Similar explanation of gender difference in academic performance could be found by Ardila et al. (2011). They reported there were three main differences in cognitive abilities
between males and females such as higher verbal abilities, favouring females; and, higher spatial abilities and arithmetical abilities, favouring males. They also believed that gender differences in cognitive functioning were the main reasons resulted in differences in academic performance as well.
Van Kesteren et al. (2014) proposed pre-existing schemas, place that stored prior
learned knowledge, brought advantages of facilitating learning and enhancing memory to individuals. Their findings declared that memory of prior knowledge was a predictor of academic performance. The more prior knowledge had been stored, individual would have better memory of prior knowledge and academic performance. While, it required a more speedily cognitive functioning to obtain the benefits as well (Fry & Hale, 2000).

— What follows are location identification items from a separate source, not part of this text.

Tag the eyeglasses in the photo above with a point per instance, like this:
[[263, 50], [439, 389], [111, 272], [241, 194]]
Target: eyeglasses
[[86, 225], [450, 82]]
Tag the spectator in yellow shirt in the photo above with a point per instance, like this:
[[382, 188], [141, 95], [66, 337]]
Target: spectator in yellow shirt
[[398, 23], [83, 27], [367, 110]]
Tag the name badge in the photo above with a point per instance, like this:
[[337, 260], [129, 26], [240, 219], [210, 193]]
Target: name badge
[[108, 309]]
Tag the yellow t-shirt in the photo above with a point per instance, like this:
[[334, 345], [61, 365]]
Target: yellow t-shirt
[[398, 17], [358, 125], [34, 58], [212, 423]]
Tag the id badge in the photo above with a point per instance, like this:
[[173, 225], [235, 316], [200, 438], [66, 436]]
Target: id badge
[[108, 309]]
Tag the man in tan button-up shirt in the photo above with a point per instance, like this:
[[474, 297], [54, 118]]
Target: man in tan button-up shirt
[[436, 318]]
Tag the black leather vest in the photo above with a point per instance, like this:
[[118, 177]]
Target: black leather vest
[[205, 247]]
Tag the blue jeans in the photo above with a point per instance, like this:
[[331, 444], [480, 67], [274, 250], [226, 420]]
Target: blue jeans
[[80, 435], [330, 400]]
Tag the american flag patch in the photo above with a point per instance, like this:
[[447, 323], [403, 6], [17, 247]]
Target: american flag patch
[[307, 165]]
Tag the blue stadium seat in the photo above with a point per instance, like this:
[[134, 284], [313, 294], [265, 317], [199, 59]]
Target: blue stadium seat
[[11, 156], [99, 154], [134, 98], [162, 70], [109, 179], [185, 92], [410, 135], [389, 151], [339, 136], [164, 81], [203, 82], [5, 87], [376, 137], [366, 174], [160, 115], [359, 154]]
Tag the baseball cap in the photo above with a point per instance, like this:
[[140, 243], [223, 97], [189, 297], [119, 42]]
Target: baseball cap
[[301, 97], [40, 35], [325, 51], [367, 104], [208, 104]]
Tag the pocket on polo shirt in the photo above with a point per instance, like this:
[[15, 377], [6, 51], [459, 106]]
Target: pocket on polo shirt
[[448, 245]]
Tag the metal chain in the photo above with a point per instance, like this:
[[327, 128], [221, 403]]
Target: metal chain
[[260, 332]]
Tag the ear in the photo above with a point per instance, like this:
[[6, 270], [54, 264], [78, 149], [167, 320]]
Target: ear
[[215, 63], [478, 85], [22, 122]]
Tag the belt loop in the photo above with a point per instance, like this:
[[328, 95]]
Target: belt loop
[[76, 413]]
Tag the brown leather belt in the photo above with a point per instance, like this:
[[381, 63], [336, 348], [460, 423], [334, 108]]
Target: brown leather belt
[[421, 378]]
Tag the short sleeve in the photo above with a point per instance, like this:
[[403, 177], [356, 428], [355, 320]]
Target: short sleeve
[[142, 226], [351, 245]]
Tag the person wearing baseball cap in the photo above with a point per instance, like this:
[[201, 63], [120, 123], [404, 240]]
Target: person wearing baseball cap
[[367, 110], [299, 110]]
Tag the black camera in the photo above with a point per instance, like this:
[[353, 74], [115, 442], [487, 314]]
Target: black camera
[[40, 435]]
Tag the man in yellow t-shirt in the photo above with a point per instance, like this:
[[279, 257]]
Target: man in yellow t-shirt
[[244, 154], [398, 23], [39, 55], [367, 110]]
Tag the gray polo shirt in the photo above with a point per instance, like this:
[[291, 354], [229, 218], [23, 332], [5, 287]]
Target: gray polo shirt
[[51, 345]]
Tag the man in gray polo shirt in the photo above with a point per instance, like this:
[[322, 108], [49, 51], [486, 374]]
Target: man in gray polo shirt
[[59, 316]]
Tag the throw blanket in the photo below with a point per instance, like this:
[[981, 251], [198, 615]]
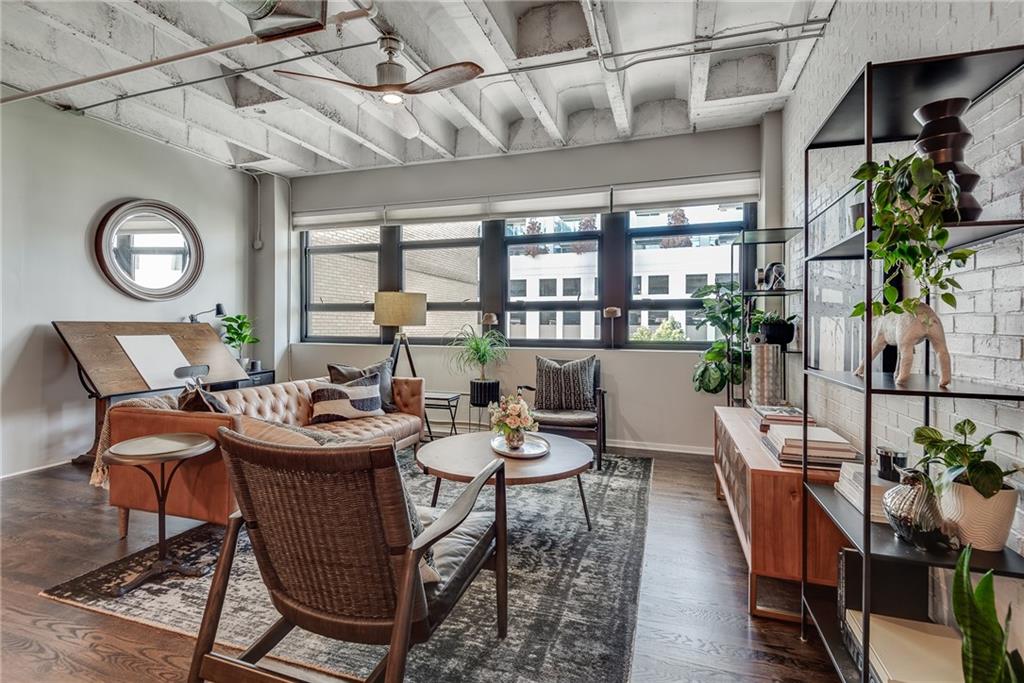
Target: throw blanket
[[164, 402]]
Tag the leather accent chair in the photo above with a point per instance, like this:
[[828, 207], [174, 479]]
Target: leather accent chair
[[584, 425], [332, 534]]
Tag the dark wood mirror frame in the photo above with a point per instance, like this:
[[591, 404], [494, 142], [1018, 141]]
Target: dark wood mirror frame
[[104, 257]]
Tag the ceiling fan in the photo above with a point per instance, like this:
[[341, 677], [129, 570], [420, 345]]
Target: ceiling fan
[[392, 86]]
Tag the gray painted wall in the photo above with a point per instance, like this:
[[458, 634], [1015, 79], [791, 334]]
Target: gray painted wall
[[691, 156], [59, 174]]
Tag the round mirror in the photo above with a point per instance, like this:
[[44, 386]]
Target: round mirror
[[150, 250]]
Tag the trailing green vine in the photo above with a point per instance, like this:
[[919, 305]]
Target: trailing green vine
[[908, 198]]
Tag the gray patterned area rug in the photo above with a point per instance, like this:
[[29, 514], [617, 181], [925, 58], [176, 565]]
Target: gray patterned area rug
[[572, 594]]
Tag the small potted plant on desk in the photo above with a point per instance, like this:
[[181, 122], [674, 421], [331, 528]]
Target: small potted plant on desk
[[238, 333], [975, 496], [474, 351]]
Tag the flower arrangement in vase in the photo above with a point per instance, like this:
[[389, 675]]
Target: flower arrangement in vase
[[512, 418]]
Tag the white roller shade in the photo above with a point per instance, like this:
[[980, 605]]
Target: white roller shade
[[733, 187]]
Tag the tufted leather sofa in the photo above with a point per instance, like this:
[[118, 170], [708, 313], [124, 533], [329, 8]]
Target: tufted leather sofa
[[201, 488]]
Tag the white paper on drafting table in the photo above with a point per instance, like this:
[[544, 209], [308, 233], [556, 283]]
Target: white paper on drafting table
[[156, 357]]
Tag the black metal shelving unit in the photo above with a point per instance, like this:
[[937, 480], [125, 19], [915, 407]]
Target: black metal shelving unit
[[757, 238], [879, 108]]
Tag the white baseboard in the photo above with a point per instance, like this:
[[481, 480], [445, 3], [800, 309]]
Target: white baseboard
[[66, 461]]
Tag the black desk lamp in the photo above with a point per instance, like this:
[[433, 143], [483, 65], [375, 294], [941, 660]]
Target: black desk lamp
[[217, 310]]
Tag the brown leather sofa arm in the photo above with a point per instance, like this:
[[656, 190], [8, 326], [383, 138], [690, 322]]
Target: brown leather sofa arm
[[409, 396]]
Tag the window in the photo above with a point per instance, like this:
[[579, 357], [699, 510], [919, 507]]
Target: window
[[341, 275], [556, 257], [442, 260], [657, 284], [695, 243]]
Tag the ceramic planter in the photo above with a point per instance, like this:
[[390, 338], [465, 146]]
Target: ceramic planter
[[983, 522]]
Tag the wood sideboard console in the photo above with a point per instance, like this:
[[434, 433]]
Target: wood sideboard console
[[764, 501]]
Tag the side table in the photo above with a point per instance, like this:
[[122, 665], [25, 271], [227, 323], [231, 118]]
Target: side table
[[162, 450], [442, 400]]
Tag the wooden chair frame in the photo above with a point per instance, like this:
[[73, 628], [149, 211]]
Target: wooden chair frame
[[210, 666]]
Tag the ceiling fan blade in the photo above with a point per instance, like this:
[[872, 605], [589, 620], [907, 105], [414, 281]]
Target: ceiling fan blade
[[406, 123], [444, 77], [299, 76]]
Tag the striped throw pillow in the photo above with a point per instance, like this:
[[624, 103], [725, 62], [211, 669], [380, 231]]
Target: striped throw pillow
[[358, 398]]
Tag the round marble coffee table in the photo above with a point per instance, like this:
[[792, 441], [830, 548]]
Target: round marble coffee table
[[461, 458]]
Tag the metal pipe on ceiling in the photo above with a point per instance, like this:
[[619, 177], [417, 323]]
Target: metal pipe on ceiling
[[516, 70]]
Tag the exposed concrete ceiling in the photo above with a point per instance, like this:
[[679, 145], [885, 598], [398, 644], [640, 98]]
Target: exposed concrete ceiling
[[261, 121]]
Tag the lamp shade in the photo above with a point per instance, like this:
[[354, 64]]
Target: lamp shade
[[399, 308]]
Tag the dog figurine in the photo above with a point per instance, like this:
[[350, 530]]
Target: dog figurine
[[904, 331]]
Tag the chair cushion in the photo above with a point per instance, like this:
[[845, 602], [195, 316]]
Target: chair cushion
[[358, 398], [341, 373], [566, 418], [565, 385], [393, 425], [457, 558]]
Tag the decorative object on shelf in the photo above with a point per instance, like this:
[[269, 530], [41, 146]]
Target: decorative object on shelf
[[610, 313], [912, 510], [217, 310], [239, 334], [942, 139], [766, 375], [909, 196], [150, 228], [975, 497], [890, 462], [906, 331], [474, 351], [983, 654], [774, 329], [399, 309], [511, 418], [725, 360]]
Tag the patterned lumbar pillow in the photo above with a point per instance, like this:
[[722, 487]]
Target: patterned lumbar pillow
[[358, 398], [568, 386], [340, 374]]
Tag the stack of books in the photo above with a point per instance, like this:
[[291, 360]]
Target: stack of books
[[851, 486], [825, 449], [779, 415]]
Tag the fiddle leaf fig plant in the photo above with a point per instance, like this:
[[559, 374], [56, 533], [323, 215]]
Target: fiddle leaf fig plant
[[908, 199], [965, 463], [983, 653]]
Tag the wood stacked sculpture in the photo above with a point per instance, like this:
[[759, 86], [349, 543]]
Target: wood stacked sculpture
[[904, 331]]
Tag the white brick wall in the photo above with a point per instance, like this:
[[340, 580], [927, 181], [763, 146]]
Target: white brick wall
[[986, 332]]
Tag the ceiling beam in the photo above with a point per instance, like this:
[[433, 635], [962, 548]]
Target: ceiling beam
[[544, 101], [423, 52], [197, 25], [101, 36], [614, 82]]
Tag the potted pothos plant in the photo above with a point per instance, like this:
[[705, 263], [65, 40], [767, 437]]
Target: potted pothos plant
[[974, 494], [725, 360], [908, 198], [776, 330], [474, 351], [984, 657], [239, 333]]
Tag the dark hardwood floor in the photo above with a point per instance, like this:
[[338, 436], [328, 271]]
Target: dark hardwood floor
[[692, 622]]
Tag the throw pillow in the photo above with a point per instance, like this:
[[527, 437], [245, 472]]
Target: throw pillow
[[358, 398], [341, 374], [568, 386], [200, 400], [283, 434]]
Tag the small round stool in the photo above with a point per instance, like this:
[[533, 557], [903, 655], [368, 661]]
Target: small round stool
[[162, 449]]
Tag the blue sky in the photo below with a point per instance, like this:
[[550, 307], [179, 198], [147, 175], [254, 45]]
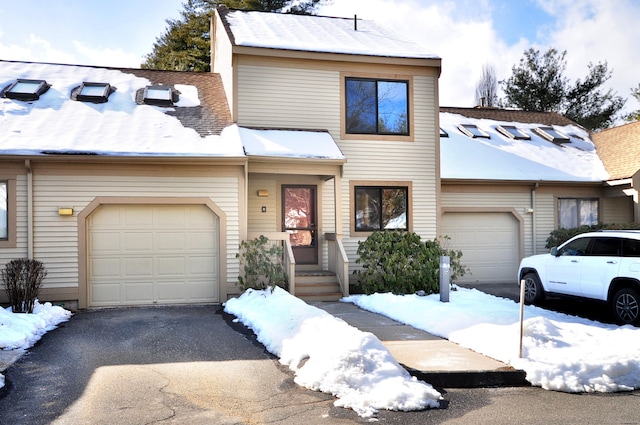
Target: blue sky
[[466, 34]]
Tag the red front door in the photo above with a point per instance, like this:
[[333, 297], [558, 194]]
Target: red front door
[[299, 220]]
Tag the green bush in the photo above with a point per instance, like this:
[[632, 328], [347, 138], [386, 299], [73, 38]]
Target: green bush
[[261, 264], [559, 236], [22, 279], [399, 262]]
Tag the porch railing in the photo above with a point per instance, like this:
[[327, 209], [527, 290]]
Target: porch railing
[[288, 260], [338, 261]]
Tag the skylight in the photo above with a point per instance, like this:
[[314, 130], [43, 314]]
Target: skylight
[[551, 134], [473, 131], [92, 92], [27, 90], [159, 95], [513, 132]]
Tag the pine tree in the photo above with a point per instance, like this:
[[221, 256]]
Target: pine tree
[[487, 87], [184, 46], [538, 83]]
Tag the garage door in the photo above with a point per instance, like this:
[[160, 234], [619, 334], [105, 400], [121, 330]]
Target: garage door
[[489, 244], [152, 254]]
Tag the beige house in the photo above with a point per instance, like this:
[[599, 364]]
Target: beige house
[[136, 187], [511, 177]]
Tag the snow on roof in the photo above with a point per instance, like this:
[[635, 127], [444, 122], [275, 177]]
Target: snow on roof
[[56, 124], [502, 158], [317, 34], [290, 143]]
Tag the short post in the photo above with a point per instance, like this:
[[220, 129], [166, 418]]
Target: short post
[[522, 284], [445, 274]]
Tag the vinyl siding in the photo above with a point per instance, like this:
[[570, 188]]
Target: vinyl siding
[[56, 237], [294, 95], [288, 98]]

According to Gray et al. (2015), cognitive functioning of attention was the predictor of
math performance. They reported that attention was an independent predictor of 1) arithmetic fluency, solving simple math facts; 2) arithmetic word problems; and 3) algorithmic computation such as adding, subtracting, multiplying or dividing whole numbers, decimals or factions using algorithms and arithmetic; as well as for 4) composites of arithmetic fluency and algorithmic computation. In which, students were required to put a lot of attention on these problems. Hence, their findings demonstrated that students who displayed better attention would have higher working memory scores in general. Furthermore, those who had higher working memory scores would associated with higher scores on math. Thus, it could conclude that attention and memory were the predictors of academic performance.
Therefore, a lot of past researches had supported that cognitive functioning was a reliable predictor of academic performance. Titz and Karbach (2014) also highlighted that students were able to improve their cognitive functioning speed in terms of working memory and executive functioning by cognitive training such as reading. Moreover, it benefited more towards low achieving students to gain greater improvement of cognitive functioning speed than those high achieving students.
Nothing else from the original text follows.